It might be easy to get bogged down in a "qualitative vs. quantitative data" debate, particularly when quantitative and qualitative research seem like very different things. However, both qualitative and quantitative data have their uses in research. Hence, researchers need to know what each approach has to offer before deciding which research approach and methods are best for them. Over time, your research might rely on both qualitative and quantitative data. It's important not to treat one as more important or better than the other. Instead, it will benefit your research if you know when and how to use both forms of data to address your research inquiries.
Choosing between qualitative and quantitative research may seem like choosing one path over another.

Quantitative data

Quantitative data refers to any numerical data that can be used in statistical analysis or experimental research.
Researchers in quantitative research often collect data and conduct analysis to make generalizable conclusions about a particular phenomenon or subject. Survey researchers can sample a portion of a population and assert whether the survey results are indicative of the perspectives of the whole population.

Collecting quantitative data

Generally, quantitative data collection methods are more straightforward than their qualitative data counterparts. Suppose your research question involves measuring foot traffic around a city. In such a project, a researcher could place volunteers at selected places and have them count how many times people cross a street in their view. The volunteers' counts make the quantitative data needed to answer the research questions. Making assertions about the foot traffic in different places is a relatively simple task, given that the numbers are easily collected and readily available for comparison.

Forms of quantitative data

Quantitative data collection relies on structure and a clear understanding of what the numerical values mean to the research. Quantitative researchers can readily take a spreadsheet of test scores, for example, to generate descriptive statistics and inferential statistics. The shape of that spreadsheet (e.g., rows and columns) and its content (e.g., numerical data) ultimately make analyzing quantitative data feasible.

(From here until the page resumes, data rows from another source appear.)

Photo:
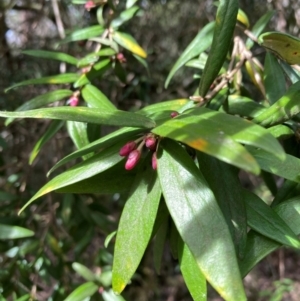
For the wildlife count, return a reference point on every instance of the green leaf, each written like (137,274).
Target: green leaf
(84,34)
(228,196)
(50,132)
(199,220)
(193,277)
(42,100)
(124,16)
(52,55)
(259,246)
(260,26)
(199,44)
(274,79)
(83,291)
(83,271)
(285,46)
(136,225)
(224,29)
(84,114)
(283,109)
(128,42)
(288,169)
(265,221)
(84,170)
(206,130)
(103,183)
(14,232)
(65,78)
(106,141)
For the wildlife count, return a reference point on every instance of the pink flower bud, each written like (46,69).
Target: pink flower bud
(133,159)
(154,161)
(127,148)
(89,5)
(174,114)
(73,101)
(150,142)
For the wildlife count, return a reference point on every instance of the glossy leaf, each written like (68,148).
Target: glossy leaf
(52,55)
(193,277)
(285,46)
(260,26)
(114,180)
(223,32)
(135,226)
(199,220)
(65,78)
(259,246)
(42,100)
(84,170)
(283,109)
(54,127)
(8,232)
(265,221)
(128,42)
(83,291)
(274,79)
(288,169)
(199,44)
(84,34)
(124,16)
(84,114)
(106,141)
(228,196)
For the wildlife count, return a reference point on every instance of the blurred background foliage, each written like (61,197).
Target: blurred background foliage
(72,228)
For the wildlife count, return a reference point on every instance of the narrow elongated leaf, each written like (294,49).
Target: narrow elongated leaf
(128,42)
(199,44)
(285,46)
(199,220)
(124,16)
(84,114)
(224,28)
(228,196)
(14,232)
(259,246)
(83,291)
(96,99)
(283,109)
(84,170)
(42,100)
(84,34)
(260,26)
(50,132)
(193,277)
(274,79)
(288,169)
(265,221)
(106,141)
(135,227)
(52,55)
(65,78)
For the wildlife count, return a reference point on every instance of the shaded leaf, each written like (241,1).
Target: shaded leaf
(199,44)
(199,220)
(135,226)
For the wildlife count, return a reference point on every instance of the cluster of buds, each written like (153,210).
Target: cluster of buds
(74,99)
(133,149)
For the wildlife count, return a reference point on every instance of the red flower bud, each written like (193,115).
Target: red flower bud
(174,114)
(89,5)
(133,159)
(150,143)
(73,101)
(127,148)
(154,161)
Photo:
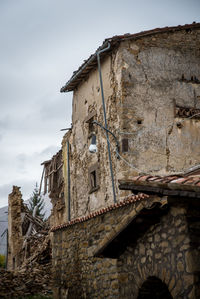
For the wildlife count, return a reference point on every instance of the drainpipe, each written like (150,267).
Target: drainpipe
(105,120)
(68,185)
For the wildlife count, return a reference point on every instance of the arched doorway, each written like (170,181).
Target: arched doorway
(154,288)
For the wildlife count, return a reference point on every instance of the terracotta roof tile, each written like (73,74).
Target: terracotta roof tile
(91,62)
(127,200)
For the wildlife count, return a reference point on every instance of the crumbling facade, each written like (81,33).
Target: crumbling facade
(29,252)
(151,87)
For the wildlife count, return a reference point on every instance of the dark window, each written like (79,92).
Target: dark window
(89,119)
(93,175)
(93,178)
(124,145)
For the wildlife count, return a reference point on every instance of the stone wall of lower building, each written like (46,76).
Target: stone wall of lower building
(161,251)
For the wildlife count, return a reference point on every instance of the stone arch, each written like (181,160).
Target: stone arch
(154,288)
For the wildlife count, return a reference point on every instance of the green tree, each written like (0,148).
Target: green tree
(37,200)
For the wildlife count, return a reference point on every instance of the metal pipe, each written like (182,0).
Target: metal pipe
(105,120)
(68,185)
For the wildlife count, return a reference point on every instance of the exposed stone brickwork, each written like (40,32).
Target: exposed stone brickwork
(162,250)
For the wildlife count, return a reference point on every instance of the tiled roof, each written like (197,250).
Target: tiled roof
(128,200)
(180,185)
(172,179)
(91,62)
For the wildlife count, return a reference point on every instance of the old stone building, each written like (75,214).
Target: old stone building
(125,220)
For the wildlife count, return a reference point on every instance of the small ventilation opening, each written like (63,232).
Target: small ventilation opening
(154,288)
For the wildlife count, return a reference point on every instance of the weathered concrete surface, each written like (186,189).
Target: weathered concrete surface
(144,80)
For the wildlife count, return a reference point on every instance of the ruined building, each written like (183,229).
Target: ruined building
(28,253)
(126,218)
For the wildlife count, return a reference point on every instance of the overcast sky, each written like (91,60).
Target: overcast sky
(42,43)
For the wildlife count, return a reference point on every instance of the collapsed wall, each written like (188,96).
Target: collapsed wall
(29,252)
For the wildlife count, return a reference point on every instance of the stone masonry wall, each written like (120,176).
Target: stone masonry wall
(164,252)
(159,73)
(161,252)
(144,80)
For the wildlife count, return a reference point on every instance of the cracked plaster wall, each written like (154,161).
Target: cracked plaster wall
(152,69)
(143,82)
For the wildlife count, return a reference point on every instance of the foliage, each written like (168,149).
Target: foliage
(2,261)
(37,200)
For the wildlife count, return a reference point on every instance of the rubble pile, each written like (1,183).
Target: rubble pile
(34,275)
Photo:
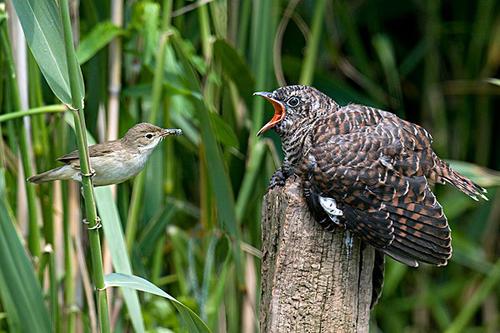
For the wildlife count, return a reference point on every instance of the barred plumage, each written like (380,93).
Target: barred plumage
(377,167)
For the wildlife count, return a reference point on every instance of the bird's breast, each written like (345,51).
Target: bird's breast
(117,167)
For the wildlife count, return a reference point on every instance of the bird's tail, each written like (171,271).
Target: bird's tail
(446,174)
(61,173)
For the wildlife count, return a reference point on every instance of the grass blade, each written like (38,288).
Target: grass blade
(191,320)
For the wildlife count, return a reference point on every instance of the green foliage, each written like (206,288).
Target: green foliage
(192,220)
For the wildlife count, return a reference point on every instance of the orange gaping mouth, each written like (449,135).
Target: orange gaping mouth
(279,111)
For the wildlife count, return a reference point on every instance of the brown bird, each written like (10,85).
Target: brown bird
(368,171)
(114,161)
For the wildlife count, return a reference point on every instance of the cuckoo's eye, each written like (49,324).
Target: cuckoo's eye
(293,101)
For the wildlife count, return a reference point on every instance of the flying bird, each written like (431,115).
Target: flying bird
(112,162)
(368,171)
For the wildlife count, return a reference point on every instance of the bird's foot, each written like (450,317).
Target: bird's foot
(348,241)
(91,174)
(278,179)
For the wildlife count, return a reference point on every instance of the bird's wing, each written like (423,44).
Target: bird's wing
(73,158)
(384,201)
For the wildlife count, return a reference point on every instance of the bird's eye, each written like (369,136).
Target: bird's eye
(293,101)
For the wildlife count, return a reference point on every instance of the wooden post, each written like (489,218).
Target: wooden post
(310,283)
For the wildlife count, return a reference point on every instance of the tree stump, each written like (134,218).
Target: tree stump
(311,280)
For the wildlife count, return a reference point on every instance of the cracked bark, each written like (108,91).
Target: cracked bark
(309,281)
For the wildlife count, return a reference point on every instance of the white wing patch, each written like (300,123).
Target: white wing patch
(330,207)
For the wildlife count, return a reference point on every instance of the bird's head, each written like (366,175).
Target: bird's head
(292,104)
(145,136)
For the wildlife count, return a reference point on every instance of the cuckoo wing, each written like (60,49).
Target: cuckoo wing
(387,203)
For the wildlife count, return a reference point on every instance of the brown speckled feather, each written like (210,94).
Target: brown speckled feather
(377,167)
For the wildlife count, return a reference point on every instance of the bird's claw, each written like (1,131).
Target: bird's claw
(278,179)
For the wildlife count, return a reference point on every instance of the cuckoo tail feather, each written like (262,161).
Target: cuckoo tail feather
(464,184)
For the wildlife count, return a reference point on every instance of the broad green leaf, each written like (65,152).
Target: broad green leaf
(20,293)
(113,233)
(217,173)
(114,238)
(190,319)
(94,41)
(43,31)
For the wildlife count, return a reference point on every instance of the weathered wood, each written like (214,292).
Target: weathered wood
(310,283)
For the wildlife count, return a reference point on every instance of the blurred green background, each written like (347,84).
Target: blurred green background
(192,222)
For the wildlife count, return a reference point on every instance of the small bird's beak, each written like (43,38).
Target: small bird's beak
(170,131)
(279,111)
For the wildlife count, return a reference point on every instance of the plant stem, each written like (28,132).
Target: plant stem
(88,190)
(34,232)
(307,73)
(135,205)
(33,111)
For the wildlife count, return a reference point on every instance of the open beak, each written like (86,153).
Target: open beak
(170,131)
(279,111)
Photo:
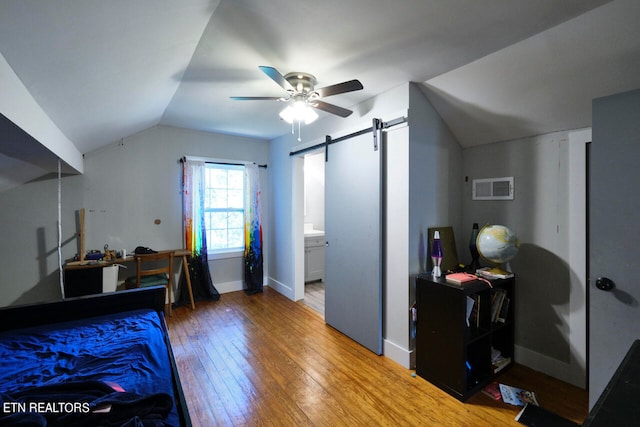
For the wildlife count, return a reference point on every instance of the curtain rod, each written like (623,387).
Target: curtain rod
(219,162)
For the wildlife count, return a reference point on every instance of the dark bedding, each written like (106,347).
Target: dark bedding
(119,361)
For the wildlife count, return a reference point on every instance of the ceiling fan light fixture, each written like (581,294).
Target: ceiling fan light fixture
(299,111)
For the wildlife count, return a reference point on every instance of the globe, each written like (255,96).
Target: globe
(497,244)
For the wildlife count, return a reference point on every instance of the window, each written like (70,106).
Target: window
(224,207)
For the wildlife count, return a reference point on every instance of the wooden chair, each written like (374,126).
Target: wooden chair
(153,270)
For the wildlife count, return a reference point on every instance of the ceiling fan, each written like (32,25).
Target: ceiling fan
(302,93)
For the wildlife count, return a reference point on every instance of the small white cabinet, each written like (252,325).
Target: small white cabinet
(314,256)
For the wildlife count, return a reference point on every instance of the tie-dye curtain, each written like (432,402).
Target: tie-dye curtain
(193,191)
(253,273)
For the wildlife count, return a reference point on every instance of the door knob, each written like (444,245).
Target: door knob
(605,284)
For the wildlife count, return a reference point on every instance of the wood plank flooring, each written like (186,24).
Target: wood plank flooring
(265,360)
(314,296)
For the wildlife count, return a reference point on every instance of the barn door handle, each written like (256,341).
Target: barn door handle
(605,284)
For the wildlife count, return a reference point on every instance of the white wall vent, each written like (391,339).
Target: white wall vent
(493,188)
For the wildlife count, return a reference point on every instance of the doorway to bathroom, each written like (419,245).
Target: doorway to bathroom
(314,238)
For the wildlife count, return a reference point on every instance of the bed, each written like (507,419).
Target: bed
(101,359)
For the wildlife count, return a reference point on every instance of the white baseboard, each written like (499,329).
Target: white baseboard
(396,353)
(226,287)
(285,290)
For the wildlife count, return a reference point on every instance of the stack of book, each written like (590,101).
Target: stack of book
(493,273)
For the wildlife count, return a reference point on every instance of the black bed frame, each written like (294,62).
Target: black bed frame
(23,316)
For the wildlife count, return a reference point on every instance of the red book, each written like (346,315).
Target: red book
(460,278)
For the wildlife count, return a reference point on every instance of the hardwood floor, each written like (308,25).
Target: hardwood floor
(265,360)
(314,296)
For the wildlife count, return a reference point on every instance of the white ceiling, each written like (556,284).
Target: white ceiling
(494,69)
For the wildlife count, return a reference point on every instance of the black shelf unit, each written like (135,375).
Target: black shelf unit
(454,339)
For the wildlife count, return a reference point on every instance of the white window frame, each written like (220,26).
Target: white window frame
(230,252)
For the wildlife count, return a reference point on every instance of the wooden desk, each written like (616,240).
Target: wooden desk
(91,267)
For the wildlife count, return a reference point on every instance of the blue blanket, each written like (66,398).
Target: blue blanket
(126,350)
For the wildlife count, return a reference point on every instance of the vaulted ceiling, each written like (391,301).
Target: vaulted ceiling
(494,69)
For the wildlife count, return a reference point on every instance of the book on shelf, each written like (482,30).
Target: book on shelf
(497,301)
(498,361)
(460,278)
(504,310)
(492,390)
(517,396)
(494,273)
(473,311)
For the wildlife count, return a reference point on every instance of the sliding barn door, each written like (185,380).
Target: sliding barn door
(353,261)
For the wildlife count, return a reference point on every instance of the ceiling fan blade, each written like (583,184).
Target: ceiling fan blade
(275,75)
(256,98)
(330,108)
(350,86)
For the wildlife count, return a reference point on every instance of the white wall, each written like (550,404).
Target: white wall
(17,104)
(414,157)
(548,216)
(29,228)
(126,187)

Limitations of quantitative data

Some phenomena cannot be reduced to mere numbers. For example, quantitative data may tell you the value of a particular product, but it faces significant challenges in helping explain a product's inherent beauty or effectiveness. Such concepts can be difficult for quantitative data to define. After all, what is beautiful to someone will be less so to someone else, and vice versa. Quantitative research may also face limitations in measuring people's perspectives. Survey research often relies on Likert scales or rating scales asking respondents to rate something on a numerical scale (e.g., from one to five or one to ten). However, is one respondent's idea of a "4" on a five-point scale the same as another’s idea of a "4" on this same scale? Moreover, subjective concepts are especially difficult to capture with numerical data.

Qualitative data analysis

Qualitative research tends to look at the detail of a phenomenon rather than its numerical value. Qualitative research methods allow for theoretical development or exploration of a relatively unfamiliar phenomenon. Think about a beautiful song. It might be beautiful because of the melody, singer, lyrics, or perhaps some combination of these and other factors. Collecting quantitative data on each aspect (e.g., "Give the melody of the song a score between one and five") might allow for some statistical analysis of a song. However, what exactly does someone mean when they give a high rating for a song's melody or lyrics? Do they mean the melody is relaxing, inspiring, or something else? Quantitative approaches alone are insufficient in allowing researchers to determine what people think is a "beautiful melody."

Coding qualitative data

Qualitative research relies on methods like interviews to explore social phenomena beyond the use of numbers. ATLAS.ti lets researchers code qualitative data, summarizing large sets of information more succinctly so that gathering insights becomes easier.
A coded project in ATLAS.ti to analyze qualitative data.
When someone speaks at length about a song's melody being "relaxing," a researcher can apply the code "relaxing melody" to an entire segment of text in ATLAS.ti. That way, analyzing the data means looking at brief codes instead of lengthy paragraphs or pages where the meaning might be unclear.

Developing theoretical insights

Qualitative analysis can also prompt us to look at a phenomenon from new and different angles. A researcher may conduct in-depth interviews at places where individuals think a song is beautiful, like at a live concert. The findings may not fit our prior understanding of a beautiful song, meaning quantitative research wouldn't likely capture it. Statistical analysis might have difficulty reaching a reliable conclusion since different people might have different definitions of what makes a beautiful song. As a result, the potential for qualitative research to further develop theory cannot be understated, particularly when it allows researchers to document new insights that quantitative methods might miss. While the qualitative research process can be daunting, it has the potential to provide more detail than a simple statistical analysis can.